You lace your fingers through his.
Metal and flesh, cool and warm.
He looks at your joined hands for a long moment.
“Still okay?” you ask softly.
“Yeah.”
He squeezes once.
“More than okay.”
The kitchen is a disaster of cups and crumbs.
Natasha sits on the counter eating leftover cake straight from the platter.
She glances at your clasped hands.
“Finally.”
You choke.
Bucky sighs. “You too?”
“Please. Everyone knew.”
“I didn’t,” you say weakly.
Natasha points her fork at you. “That sounds like a personal problem.”
She hops down, pats Bucky’s shoulder, kisses your cheek, and leaves with the cake.
You stare after her.
“Everyone knew?”
Bucky looks deeply offended. “Apparently not everyone.”
“I hate this place.”
“No, you don’t.”
“No,” you admit. “I really don’t.”
Later, outside on the balcony, the night air cool against flushed skin, you stand wrapped in one of Bucky’s jackets while city lights blink far beyond the trees.
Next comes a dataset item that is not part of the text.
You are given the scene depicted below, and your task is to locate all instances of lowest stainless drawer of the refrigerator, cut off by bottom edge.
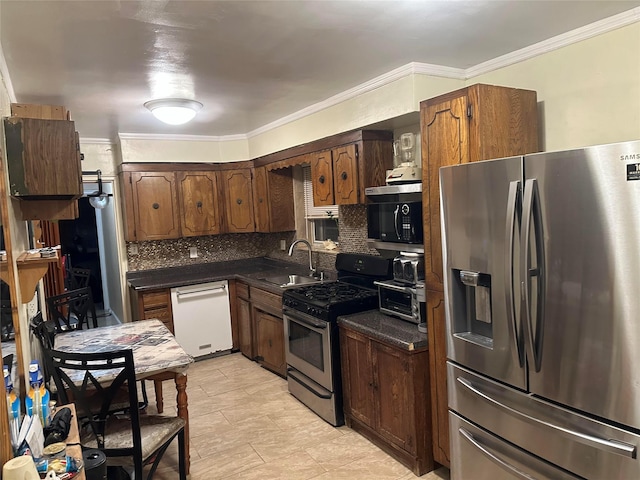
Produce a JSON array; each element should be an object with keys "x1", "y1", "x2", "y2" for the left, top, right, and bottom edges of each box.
[{"x1": 449, "y1": 411, "x2": 580, "y2": 480}]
He leans on the railing beside you.
Peaceful. Tired. Real.
“So,” he says after a while. “What happens now?”
You look at him.
The man who watched quietly. Waited quietly. Loved quietly until it nearly broke him.
“Now,” you say, stepping into his space, “we stop pretending.”
His breath catches the tiniest bit.
You kiss him first this time.
Slowly.
Carefully.
Meaning every second.
When you pull back, his forehead rests to yours again.
“Good plan,” he murmurs.
Inside, someone whoops loud enough to carry through the glass.
Sam, obviously.
You laugh.
Bucky rolls his eyes and kisses you once more.
And this one is meant for no one else at all.